Ils seraient deux à peiner pour le bonheur de sa bien-aimée Fleuriane.

Mais une phrase du détective-amateur glaça sa joie renaissante :

— Seulement, disait ce dernier, il faut gagner la côte. En aurons-nous le temps ?

Comme pour répondre à la question, un craquement sinistre passa dans l’air. Tous se dressèrent, même le Péruvien que Jean venait de débarrasser de ses liens. Puis, des détonations crépitèrent dans toutes les directions. On eût cru que se livrait un acharné combat d’artillerie. La croûte glacée qui portait les voyageurs vibrait sous leurs pieds.

— C’est la débâcle, murmura Dick Fann d’une voix étranglée. Pressons-nous de gravir les pentes de l’île Diomède, ou nous sommes perdus.

Et, tandis que le vacarme redoublait d’intensité, que des déchirures, incessamment agrandies, se produisaient à la surface de l’icefield, les quatre personnages, égarés au milieu de ce délire des choses glacées, s’élancèrent à toutes jambes vers l’îlot, abandonnant les débris du traîneau, les armes, provisions, vêtements, répandus sur la glace qui allait se disloquer.

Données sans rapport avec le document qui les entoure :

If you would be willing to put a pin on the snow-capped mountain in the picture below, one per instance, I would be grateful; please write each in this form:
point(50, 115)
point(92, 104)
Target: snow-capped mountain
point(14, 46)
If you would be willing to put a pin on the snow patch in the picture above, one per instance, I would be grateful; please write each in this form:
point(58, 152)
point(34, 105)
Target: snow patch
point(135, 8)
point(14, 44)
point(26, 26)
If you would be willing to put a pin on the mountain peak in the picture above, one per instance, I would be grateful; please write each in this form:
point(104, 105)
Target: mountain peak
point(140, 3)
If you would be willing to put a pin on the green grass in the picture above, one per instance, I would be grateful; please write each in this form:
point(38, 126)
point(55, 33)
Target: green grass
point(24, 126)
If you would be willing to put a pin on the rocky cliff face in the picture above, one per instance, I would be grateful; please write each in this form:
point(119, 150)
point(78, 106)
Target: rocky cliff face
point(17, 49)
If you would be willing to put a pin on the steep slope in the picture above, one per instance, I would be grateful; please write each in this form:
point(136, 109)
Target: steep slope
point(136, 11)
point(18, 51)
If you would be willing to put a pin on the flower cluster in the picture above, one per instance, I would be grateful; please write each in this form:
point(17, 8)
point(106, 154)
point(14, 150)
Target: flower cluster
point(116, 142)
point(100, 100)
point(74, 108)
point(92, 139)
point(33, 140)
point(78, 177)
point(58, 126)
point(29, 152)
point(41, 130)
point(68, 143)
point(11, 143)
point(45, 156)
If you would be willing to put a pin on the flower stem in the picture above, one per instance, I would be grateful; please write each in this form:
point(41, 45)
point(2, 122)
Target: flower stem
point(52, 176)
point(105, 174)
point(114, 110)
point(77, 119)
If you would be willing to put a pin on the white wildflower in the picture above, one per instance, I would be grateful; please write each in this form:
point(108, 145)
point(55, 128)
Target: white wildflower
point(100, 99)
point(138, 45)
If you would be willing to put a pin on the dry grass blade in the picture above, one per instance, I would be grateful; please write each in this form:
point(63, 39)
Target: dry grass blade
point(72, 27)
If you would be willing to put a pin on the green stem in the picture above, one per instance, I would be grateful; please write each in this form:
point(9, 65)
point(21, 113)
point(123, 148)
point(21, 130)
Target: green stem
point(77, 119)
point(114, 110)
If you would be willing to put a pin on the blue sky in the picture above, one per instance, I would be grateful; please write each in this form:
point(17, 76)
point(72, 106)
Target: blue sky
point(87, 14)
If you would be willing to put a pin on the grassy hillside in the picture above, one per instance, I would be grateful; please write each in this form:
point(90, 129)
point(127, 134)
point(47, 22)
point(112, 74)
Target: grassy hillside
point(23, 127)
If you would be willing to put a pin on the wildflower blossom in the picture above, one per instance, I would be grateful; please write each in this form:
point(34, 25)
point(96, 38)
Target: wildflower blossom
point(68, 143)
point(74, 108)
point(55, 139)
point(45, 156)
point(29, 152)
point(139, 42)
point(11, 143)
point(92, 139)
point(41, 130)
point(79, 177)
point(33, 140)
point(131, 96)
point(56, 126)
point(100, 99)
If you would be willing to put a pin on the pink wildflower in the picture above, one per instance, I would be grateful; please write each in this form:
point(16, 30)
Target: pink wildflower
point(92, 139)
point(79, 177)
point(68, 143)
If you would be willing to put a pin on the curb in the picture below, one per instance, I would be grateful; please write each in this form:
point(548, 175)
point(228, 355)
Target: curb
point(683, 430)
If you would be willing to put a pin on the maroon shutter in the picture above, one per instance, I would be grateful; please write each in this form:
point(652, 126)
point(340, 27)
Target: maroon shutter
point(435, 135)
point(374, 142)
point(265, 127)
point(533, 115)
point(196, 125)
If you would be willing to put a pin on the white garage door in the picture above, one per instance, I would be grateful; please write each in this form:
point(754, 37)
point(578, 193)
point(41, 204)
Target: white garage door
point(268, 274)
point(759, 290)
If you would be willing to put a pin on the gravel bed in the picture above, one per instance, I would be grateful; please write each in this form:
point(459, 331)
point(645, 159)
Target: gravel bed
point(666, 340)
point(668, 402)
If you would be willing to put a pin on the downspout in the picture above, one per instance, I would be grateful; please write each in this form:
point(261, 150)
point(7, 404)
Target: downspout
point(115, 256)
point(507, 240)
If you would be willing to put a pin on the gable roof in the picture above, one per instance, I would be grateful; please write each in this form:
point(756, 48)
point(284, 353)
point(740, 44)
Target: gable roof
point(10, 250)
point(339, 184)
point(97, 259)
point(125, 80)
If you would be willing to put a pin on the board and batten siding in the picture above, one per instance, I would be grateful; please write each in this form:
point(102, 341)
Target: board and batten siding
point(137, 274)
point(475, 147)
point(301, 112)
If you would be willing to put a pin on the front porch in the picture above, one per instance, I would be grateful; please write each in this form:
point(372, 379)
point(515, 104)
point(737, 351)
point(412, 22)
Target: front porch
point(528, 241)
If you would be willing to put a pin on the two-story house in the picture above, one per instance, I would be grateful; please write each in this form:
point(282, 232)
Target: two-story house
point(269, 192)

Ainsi qu’on l’a vu, les pentes orientées vers le nord présentaient une inclinaison modérée. Elles montaient jusqu’au sommet des falaises sans raideur, sans ressauts brusques.

Bientôt les fugitifs se trouvèrent perchés au sommet de la hauteur.

Nulle part, le roc ne se montrait à nu. Partout la glace, sur une épaisseur impossible à évaluer, recouvrait le sol ; mais ils savaient que, sous cette enveloppe, le granit assurait à leur abri des assises solides qui, depuis les origines du monde, avaient résisté aux dégels annuels.

Et rassurés pour la minute présente, ils regardaient le cataclysme grandiose qui s’accomplissait sous leurs yeux.

Toute la surface des eaux semblait bouillonner.